Wildlife across all land tenures is under threat from anthropogenic drivers including climate change, invasive species, and habitat loss. This study focuses on private lands, where effective management for wildlife conservation requires locally relevant knowledge about wildlife populations, habitat condition, threatening ecological processes, and social drivers of and barriers to conservation. Collaborative socio-ecological research can inform wildlife management by integrating the place-based ecological and social knowledge of private landholders with the theoretical and applied knowledge of researchers and practitioners, including that of Traditional Owners. In privately-owned landscapes, landholders are often overlooked as a source of local ecological knowledge grounded in learning through continuous embodied interaction with their environment and community. Here we report on WildTracker, a transdisciplinary socio-ecological research collaboration involving 160 landholders in Tasmania, Australia. This wildlife-focused citizen science project generated and integrated local socio-ecological knowledge in the research process. The project gathered quantitative and qualitative data on wildlife ecology, land management practices, and landholder learning via wildlife cameras, sound recorders, workshops, questionnaires, and semi-structured interviews. Through this on-going collaboration, landholders, researchers, and conservation practitioners established relationships based on mutual learning, gathering and sharing knowledge, and insights about wildlife conservation.
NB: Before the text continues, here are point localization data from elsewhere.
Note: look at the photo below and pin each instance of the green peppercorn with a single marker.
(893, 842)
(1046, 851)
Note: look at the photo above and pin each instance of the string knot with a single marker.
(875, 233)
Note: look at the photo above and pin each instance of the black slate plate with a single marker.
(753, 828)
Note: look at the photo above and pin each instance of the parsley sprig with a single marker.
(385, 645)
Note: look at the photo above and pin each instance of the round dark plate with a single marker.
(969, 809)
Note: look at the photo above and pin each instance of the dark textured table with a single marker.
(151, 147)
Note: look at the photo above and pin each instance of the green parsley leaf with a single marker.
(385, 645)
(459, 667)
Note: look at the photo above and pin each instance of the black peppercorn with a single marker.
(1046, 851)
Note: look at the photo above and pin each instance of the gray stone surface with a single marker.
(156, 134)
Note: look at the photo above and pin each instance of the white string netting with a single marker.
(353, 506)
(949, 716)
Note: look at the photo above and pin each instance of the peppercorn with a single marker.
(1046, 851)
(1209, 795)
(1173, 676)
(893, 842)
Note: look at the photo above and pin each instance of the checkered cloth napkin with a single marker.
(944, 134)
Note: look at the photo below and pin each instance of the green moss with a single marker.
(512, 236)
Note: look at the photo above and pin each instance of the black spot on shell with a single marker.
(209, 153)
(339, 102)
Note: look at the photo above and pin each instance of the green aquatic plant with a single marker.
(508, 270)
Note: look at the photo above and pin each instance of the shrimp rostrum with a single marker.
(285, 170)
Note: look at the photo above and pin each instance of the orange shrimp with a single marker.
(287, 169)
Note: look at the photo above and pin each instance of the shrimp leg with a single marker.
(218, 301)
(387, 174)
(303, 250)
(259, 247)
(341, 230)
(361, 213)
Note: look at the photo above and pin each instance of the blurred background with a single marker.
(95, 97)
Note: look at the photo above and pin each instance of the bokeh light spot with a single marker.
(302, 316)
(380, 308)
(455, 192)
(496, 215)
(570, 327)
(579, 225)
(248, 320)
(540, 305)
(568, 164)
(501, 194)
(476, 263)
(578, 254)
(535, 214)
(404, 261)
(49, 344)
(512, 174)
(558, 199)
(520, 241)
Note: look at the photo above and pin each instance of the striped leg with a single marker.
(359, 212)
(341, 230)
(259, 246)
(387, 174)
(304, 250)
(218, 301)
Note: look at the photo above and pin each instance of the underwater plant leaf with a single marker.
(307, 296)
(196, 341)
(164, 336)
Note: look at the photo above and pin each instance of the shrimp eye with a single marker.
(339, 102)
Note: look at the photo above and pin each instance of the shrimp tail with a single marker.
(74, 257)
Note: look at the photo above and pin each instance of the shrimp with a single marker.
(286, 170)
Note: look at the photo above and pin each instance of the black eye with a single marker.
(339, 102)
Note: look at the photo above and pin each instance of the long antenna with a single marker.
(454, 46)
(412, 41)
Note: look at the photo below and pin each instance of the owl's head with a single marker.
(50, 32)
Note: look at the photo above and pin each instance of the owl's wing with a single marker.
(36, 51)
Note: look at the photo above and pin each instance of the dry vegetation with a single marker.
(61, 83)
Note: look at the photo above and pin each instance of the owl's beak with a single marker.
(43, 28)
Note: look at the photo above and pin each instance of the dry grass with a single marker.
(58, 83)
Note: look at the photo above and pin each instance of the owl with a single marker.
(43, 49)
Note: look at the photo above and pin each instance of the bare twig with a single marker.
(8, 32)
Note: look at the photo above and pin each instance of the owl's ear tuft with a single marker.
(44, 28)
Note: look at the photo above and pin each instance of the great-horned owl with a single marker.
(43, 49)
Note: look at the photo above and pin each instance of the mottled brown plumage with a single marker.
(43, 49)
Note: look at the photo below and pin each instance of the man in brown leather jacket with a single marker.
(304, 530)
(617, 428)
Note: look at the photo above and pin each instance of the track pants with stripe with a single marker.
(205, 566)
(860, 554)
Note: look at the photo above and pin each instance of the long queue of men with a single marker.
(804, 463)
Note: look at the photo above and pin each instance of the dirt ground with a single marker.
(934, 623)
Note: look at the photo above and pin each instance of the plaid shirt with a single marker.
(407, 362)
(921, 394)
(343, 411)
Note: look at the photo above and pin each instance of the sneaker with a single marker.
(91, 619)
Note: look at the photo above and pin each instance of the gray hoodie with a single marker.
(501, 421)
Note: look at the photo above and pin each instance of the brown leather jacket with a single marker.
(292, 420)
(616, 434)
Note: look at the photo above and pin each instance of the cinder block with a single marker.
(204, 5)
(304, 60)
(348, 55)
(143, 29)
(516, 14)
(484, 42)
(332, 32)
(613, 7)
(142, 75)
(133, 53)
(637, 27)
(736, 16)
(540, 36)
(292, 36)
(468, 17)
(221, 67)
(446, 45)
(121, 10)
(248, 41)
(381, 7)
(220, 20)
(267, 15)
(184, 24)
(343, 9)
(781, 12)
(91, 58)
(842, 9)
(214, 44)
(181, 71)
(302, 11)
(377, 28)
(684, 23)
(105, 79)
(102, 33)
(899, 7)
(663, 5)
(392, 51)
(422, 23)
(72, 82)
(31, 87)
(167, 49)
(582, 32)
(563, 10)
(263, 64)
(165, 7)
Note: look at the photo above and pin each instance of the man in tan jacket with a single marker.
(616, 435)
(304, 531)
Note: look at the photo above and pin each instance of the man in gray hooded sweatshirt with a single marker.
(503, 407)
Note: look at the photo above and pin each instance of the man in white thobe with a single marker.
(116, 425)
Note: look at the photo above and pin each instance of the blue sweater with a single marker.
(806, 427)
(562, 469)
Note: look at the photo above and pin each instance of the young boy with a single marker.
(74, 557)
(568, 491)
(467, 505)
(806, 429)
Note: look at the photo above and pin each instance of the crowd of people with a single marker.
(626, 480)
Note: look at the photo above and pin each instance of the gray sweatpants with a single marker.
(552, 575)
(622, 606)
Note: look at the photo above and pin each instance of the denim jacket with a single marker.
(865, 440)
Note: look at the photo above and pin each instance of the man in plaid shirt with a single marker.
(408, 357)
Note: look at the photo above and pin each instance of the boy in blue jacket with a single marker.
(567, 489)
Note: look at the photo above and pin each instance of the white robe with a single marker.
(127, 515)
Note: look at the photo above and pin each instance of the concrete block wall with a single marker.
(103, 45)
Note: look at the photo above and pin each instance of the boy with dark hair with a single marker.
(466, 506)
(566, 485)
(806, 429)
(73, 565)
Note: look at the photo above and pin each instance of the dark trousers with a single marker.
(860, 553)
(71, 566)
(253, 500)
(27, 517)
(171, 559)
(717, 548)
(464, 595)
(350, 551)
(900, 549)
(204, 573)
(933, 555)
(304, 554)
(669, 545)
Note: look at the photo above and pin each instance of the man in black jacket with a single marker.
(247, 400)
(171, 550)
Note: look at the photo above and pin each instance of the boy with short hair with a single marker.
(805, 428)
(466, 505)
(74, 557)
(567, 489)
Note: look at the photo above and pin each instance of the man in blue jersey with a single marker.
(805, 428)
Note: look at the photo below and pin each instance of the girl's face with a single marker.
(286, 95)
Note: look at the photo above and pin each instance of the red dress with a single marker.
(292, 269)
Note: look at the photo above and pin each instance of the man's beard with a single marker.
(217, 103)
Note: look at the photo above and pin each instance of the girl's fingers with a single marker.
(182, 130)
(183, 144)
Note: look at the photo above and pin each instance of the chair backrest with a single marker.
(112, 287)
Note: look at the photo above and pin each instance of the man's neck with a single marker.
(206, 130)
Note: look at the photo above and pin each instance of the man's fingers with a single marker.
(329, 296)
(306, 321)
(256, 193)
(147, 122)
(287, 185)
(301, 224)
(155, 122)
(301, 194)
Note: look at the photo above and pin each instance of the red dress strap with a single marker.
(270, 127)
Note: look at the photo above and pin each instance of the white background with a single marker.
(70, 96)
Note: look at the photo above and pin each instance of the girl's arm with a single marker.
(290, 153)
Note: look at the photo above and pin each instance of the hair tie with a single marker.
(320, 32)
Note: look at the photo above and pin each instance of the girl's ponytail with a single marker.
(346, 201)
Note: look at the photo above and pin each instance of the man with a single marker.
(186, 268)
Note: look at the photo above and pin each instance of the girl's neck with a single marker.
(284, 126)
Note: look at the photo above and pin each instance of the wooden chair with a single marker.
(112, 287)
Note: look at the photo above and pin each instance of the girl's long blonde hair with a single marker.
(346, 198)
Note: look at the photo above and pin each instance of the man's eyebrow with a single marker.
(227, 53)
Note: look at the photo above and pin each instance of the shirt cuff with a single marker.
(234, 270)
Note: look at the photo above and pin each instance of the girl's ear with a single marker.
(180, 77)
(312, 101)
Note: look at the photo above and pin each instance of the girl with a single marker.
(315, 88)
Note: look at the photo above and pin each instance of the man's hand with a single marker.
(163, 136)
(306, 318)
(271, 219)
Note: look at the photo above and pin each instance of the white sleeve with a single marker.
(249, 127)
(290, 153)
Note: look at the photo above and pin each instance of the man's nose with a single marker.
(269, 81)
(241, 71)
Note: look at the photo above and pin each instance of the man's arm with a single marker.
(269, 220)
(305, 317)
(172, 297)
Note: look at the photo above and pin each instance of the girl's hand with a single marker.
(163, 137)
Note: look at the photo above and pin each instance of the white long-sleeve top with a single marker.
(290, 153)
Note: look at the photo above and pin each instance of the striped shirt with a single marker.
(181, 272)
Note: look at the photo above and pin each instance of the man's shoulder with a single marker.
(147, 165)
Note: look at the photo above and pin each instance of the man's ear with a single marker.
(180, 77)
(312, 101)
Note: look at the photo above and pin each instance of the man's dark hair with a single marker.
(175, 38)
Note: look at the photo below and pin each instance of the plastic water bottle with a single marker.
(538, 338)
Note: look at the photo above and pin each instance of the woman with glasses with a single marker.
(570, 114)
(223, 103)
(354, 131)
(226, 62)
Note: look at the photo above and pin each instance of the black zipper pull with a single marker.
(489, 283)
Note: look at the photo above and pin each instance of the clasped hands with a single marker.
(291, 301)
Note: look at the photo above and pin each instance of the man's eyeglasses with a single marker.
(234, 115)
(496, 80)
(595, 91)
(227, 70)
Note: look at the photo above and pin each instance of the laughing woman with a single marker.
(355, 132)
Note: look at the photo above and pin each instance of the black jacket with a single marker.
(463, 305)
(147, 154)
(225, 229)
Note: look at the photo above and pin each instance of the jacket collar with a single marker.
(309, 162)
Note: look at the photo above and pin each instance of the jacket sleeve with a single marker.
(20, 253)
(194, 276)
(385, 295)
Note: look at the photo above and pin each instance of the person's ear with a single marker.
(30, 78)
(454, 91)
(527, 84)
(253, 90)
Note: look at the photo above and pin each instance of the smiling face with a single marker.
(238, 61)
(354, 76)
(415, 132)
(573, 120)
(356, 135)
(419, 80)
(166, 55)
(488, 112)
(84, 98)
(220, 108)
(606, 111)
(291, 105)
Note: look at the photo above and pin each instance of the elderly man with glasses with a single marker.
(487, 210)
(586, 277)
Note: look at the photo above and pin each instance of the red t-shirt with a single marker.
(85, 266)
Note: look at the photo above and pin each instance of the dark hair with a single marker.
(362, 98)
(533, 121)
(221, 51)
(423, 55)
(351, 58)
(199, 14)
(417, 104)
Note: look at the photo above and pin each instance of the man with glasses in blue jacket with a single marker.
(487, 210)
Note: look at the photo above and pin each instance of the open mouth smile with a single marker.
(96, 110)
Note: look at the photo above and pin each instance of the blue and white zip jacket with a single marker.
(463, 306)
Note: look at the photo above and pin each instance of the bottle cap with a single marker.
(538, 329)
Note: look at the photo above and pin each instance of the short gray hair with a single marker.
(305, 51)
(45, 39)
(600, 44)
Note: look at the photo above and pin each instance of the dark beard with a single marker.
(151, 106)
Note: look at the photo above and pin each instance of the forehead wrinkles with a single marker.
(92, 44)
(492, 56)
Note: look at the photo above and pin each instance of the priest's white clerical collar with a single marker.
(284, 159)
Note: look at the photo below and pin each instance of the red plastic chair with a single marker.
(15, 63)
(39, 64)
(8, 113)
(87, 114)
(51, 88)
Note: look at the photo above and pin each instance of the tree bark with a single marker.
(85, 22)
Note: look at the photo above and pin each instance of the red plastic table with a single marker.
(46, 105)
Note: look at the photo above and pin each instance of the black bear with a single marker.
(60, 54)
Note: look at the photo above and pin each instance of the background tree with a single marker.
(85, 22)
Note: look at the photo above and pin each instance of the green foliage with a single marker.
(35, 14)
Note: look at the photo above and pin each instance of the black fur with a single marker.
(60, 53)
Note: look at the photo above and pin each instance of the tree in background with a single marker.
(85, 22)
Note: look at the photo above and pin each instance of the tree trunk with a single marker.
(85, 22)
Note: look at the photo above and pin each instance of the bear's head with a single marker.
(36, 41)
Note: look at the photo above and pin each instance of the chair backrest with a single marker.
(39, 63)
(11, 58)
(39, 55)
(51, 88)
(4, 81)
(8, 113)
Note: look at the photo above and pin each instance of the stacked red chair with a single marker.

Our project documents how local ecological knowledge develops and changes through everyday processes of enquiry and interaction with other knowledge holders including researchers and conservation practitioners. Qualitative insights derived from the direct experience and citizen science practices of landholders were integrated with quantitative scientific assessments of wildlife populations and habitat condition to produce a novel model of collaborative conservation research.
受人类活动驱动,包括气候变化、入侵物种和栖息地丧失等因素的影响,所有土地拥有权下的野生动物都面临威胁。本研究重点关注私人土地,因为要对野生动物进行有效的管理以保护它们,就需要了解当地与野生动物种群、栖息地状况、威胁生态过程以及保护的社会驱动因素和障碍相关的知识。通过将私有土地所有者基于地方的生态和社会知识与研究人员和从业人员(包括传统所有者)的理论和应用知识相结合,合作性的社会生态研究可以为野生动物管理提供信息。在私有景观中,土地所有者常常被忽视,因为他们的环境和社区的持续互动学习所产生的本地生态知识是扎根于地方的。在这里,我们报告了一个涉及澳大利亚塔斯马尼亚州 160 名土地所有者的跨学科社会生态研究合作项目——WildTracker。这个以野生动物为重点的公民科学项目在研究过程中生成和整合了当地的社会生态知识。该项目通过野生动物摄像机、录音器、研讨会、调查问卷和半结构化访谈收集了关于野生动物生态、土地管理实践和土地所有者学习的定量和定性数据。通过这种持续的合作,土地所有者、研究人员和保护从业人员建立了基于相互学习、知识收集和共享以及对野生动物保护的深入了解的关系。我们的项目记录了地方生态知识如何通过与包括研究人员和保护从业人员在内的其他知识持有者的日常探究和互动过程发展和变化。从土地所有者的直接经验和公民科学实践中得出的定性见解与对野生动物种群和栖息地状况的定量科学评估相结合,产生了一个合作保护研究的新模型。